Visitors to disinfo.com will no doubt have seen more than a few YouTube clips from Russia Today, the cable television channel that dares to feature such mainstream-media personae non gratae as Alex Jones and Danny Schechter. Now RT, as it is being re-branded (presumably to be more palatable to Americans), is starting to attract the attention of its establishment brethren. The New York Times can’t resist some sniping at this upstart that has the audacity to air stories the American media won’t cover:
…Ratings have risen as Russia Today has reported on controversial topics on the fringe of mainstream news. One recent report focused on a summit meeting in Washington by Christians United for Israel, which the station said raised questions on the influence of religion on American foreign policy.
Another report featured an interview with Malik Zulu Shabazz, the national chairman of the New Black Panther Party.
Ms. Simonyan, the editor in chief, said Russia Today journalists were not specifically looking for negative qualities of American life and politics to highlight.
Instead, she characterized the station’s editors as applying to the United States the same yardsticks that Western correspondents use in their coverage of Russia. One recent headline on the station’s Web site proclaimed: “Welcome to the Gulag, American style.”
Ms. Simonyan says that with the change to this format and with rebranding as “RT,” ratings in the United States have risen…

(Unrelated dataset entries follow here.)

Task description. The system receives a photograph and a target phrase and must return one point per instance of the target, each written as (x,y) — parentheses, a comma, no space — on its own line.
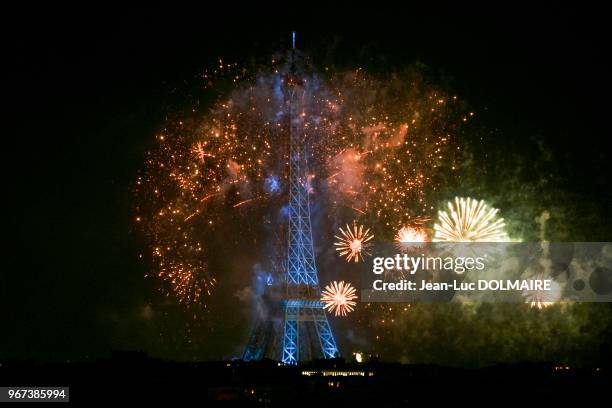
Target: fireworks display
(408,236)
(543,298)
(469,220)
(339,298)
(372,145)
(353,243)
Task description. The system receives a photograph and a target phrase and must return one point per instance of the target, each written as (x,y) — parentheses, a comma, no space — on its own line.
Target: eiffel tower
(295,327)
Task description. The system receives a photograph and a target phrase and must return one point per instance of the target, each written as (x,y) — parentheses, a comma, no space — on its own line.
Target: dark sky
(87,88)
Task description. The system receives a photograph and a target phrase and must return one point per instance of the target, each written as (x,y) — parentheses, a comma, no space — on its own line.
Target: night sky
(87,90)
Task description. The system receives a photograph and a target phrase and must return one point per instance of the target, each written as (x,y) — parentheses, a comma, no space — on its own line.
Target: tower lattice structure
(296,327)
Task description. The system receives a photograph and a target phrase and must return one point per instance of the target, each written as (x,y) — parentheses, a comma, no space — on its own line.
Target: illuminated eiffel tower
(306,333)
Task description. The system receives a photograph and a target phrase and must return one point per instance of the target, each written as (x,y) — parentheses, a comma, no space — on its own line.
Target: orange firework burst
(339,298)
(353,243)
(408,235)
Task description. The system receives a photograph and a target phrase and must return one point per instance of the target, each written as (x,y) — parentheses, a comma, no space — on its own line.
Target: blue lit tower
(306,333)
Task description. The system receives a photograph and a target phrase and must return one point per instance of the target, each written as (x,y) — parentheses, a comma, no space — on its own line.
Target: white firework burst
(469,220)
(339,298)
(353,243)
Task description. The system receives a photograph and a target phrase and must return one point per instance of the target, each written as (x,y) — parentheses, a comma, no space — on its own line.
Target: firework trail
(469,220)
(374,146)
(353,243)
(339,298)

Russia Today pays cable companies to be included in subscribers’ packages. And it is making gains in viewing in hotel rooms. Russia Today is on television systems for Marriott, Hyatt, Hilton, Sheraton and Renaissance. The station is available in New York on Time Warner Cable.
At times, Russia Today’s coverage of America has veered into the realm of conspiracy theory.
The station and its Web site, in particular, are a magnet for those who believe the American government had a role in the Sept. 11 attacks, so-called truthers, and those who believe President Obama is not a natural-born American citizen and therefore is ineligible to be president, so-called birthers. The Web site, for example, ran a four-part series titled “911 Reasons 911 Was (Probably) an Inside Job.”
Denis Trunov, the deputy editor in chief, who works in Washington, denied that the coverage leaned toward the conspiratorial, and said it came down to definitions. He characterized the coverage as simply reflecting a wider range of views than are available elsewhere on cable.
The editorial policy, he said, is to “talk openly about issues that people care about but often are considered too hot for the mainstream media.”
In political circles in Moscow, where Western media coverage has piqued the government for years, the station’s new focus on the United States is applauded.
“The Americans have a view of Russia and they show it to us,” Aleksei Makarkin, an analyst at the Institute of Political Technology, a Moscow think tank, said in a telephone interview. “Russians have a point of view about America, too, and we want to show it to you.”